Soweit der Kläger pauschal behauptet, der Beklagten zu 1) sei die streitgegenständliche Software bekannt gewesen, stellt sich dies als eine unzulässige sog. „Behauptung ins Blaue hinein“ dar: Angesichts der vom Kläger selbst dargestellten internationalen Entwicklung des sog. „Abgasskandals“ hätte er vereinzelt darlegen müssen, woher er der Erkenntnis hat, dass Markenhändler wie die Beklagte zu 1) instruiert waren.
Eine etwaige Kenntnis der Verantwortlichen der Beklagten zu 2) von der streitgegenständlichen Software muss sich die Beklagte zu 1) nicht zurechnen lassen, da jene nicht Erfüllungsgehilfen der Beklagte zu 1) gem. § 278 Abs. 1 BGB waren. Beim Kaufvertrag ist schon der Lieferant - der die Beklagte zu 2) noch nicht einmal war - im Verhältnis zum Käufer nicht Erfüllungsgehilfe, da die Pflicht des Verkäufers sich nicht auf die Herstellung der Kaufsache erstreckt (Palandt/Grüneberg, BGB, 76. Aufl., § 278, Rn. 13, m. w. N.). Soweit OLG Köln, Beschluss vom 20.12.2017, 18 U 112/17 einem Vertragshändler das Verhalten des Herstellers wegen der bestehenden dauerhaften Geschäftsbeziehung zurechnet, fehlt es an einer gesetzlichen Anknüpfung.

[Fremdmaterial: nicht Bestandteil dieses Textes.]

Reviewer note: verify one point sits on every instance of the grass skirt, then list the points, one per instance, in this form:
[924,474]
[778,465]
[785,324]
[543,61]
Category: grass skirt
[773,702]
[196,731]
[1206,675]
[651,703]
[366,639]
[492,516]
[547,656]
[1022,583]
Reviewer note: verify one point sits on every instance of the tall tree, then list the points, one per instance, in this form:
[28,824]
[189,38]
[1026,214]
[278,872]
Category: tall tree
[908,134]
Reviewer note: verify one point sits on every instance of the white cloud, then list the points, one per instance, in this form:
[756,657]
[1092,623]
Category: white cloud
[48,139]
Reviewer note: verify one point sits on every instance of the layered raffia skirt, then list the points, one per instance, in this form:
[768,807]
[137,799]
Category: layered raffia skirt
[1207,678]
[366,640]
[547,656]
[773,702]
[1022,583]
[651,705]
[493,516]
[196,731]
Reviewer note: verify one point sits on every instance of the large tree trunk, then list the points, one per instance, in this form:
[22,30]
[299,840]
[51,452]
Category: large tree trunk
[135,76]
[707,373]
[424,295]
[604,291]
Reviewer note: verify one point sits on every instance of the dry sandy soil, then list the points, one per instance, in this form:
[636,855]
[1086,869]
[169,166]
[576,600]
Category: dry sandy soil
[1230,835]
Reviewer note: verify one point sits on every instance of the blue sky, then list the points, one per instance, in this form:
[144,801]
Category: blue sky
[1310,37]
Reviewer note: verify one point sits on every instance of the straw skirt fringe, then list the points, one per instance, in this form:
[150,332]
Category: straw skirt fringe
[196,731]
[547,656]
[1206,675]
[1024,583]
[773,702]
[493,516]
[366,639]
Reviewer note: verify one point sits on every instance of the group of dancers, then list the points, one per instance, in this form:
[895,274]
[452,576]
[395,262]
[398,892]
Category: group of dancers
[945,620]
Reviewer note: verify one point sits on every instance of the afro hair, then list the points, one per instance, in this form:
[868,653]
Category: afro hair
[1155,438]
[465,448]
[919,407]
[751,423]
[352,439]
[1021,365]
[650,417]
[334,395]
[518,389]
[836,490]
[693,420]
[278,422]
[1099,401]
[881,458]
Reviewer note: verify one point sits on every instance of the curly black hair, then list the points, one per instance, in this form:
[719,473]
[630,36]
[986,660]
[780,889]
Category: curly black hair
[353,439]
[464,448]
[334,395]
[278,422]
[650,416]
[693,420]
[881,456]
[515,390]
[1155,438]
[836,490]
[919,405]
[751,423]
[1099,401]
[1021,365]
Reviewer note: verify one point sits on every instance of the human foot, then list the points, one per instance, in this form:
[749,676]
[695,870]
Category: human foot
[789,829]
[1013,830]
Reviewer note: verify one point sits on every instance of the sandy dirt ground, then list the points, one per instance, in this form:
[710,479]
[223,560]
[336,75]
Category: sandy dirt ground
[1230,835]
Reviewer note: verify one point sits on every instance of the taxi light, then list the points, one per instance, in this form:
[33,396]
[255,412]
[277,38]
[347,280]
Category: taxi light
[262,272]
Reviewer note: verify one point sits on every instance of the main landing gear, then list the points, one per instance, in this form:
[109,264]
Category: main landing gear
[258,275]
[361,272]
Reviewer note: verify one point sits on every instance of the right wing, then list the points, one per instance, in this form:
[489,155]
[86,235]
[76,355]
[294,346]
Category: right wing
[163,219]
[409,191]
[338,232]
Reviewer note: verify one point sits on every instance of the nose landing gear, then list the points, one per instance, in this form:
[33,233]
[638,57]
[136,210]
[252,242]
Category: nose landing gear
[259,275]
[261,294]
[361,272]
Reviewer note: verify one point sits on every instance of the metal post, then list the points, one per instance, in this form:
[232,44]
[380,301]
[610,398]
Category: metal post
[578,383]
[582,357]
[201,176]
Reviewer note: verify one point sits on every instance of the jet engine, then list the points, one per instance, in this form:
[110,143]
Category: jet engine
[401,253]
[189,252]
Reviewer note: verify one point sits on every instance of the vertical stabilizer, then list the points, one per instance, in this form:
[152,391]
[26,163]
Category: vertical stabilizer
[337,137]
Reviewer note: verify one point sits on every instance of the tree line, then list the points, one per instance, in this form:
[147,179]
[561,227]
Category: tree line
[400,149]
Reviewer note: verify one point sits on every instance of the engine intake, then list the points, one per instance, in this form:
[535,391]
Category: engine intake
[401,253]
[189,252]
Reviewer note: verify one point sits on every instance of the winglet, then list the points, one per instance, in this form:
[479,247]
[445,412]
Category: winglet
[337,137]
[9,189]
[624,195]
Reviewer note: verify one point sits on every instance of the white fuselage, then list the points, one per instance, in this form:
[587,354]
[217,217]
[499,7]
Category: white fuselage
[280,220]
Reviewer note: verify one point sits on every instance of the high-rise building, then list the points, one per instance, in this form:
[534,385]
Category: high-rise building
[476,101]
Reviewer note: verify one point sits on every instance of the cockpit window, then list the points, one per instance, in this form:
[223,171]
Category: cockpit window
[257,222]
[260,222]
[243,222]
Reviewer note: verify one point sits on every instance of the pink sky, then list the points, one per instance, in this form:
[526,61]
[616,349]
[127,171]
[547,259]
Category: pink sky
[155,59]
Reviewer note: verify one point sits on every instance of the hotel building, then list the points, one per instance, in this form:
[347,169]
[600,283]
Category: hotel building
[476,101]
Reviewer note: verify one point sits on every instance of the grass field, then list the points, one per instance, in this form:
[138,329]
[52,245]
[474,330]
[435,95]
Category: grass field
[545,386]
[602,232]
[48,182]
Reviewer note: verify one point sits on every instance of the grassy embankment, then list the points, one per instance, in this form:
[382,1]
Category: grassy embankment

Schließlich führt das arglistige Verschweigen eines Mangels nur in der Regel dazu, dass die für eine Nacherfüllung erforderliche Vertrauensgrundlage entfällt und damit keine Veranlassung besteht, dem Verkäufer nach Entdecken des Mangels durch den Käufer eine zweite Chance zu gewähren (BGH, Urteil vom 09.01.2008, VIII ZR 210/08, zit. nach juris, Rn. 19). Würde man eine der Beklagten zu 1) irgendwie zurechenbare Arglist annehmen, ließe der Umstand, dass die Nachbesserung in Absprache und unter Aufsicht der zuständigen Behörde erfolgt, eine Ausnahme vom vorgenannten Grundsatz zu.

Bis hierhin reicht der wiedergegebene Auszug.